3.3.3 The relevance of RCT evidence to the appraisal depends on both the external and internal validity of each trial. Internal validity is assessed according to the design and conduct of a trial and includes blinding (when appropriate), the method of randomisation and concealment of allocation, and the completeness of follow-up. Other important considerations are the size and power of the trial, the selection and measurement of outcomes and analysis by intention to treat. External validity is assessed according to the generalisability of the trial evidence; that is, whether the results apply to wider patient groups (and over a longer follow-up) and to routine clinical practice.

Non-randomised and non-controlled evidence

3.3.4 The problems of confounding, lack of blinding, incomplete follow-up and lack of a clear denominator and end point occur more commonly in non-randomised studies and non-controlled trials than in RCTs.

3.3.5 Observational (or epidemiological) studies do not apply an intervention, but instead compare outcomes for people who use the technology under appraisal with outcomes for people who do not use the technology. These studies may be biased in that the people who use the technology may fundamentally differ in their risk of the outcome than the people who do not use the technology. Some observational studies lack a control group, and include only people who receive the technology.

3.3.6 Inferences will necessarily be more circumspect about relative treatment effects drawn from studies without randomisation or control than those from RCTs. The potential biases of observational studies should be identified, and ideally quantified and adjusted for. When possible, more than 1 independent source of such evidence should be examined to gain some insight into the validity of any conclusions.

3.3.7 Evidence from sources other than RCTs is also often used for parameters such as the valuation of health effects over time into QALYs, and for costs. Study quality can vary, and so systematic review methods, critical appraisal and sensitivity analyses are as important for review of these data as they are for reviews of data on relative treatment effects from RCTs.

Qualitative research

3.3.8 In the context of technology appraisals the main purpose of qualitative research is to explore areas such as patients' experiences of having a disease or condition, their experiences of having treatment and their views on the acceptability of different types of treatment.

Economic evaluations

3.3.9 Evidence on cost effectiveness may be obtained from new analyses performed according to the NICE reference case; however, a systematic review of published, relevant evidence on the cost effectiveness of the technology should also be conducted.

3.3.10 Economic evaluations should quantify how the technologies under comparison affect disease progression and patients' health-related quality of life, and value those effects to reflect the preferences of the general population.

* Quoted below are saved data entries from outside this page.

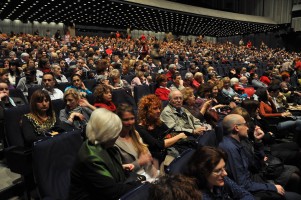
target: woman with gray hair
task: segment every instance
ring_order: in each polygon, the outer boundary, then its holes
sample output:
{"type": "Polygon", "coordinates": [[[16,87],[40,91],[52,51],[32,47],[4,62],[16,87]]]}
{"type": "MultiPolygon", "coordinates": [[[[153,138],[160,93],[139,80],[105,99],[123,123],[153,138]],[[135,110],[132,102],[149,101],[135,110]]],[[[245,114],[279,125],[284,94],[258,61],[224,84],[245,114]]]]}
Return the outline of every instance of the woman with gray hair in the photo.
{"type": "Polygon", "coordinates": [[[140,182],[126,181],[121,158],[113,145],[122,129],[120,118],[104,108],[96,109],[87,124],[87,140],[71,171],[69,199],[118,199],[140,182]]]}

3.3.11 For all parameters (including effectiveness, valuation of health-related quality of life and costs) economic evaluation should systematically consider possible data sources, and avoid selection bias in the choice of sources.

Unpublished and part-published evidence

3.3.12 To ensure that the appraisal does not miss important relevant evidence, it is important that attempts are made to identify evidence that is not in the public domain. Such evidence includes unpublished clinical trial data and clinical trial data that are in abstract form only or are incomplete. Such information must be critically appraised and, when appropriate, sensitivity analysis conducted to examine the effects of its incorporation or exclusion.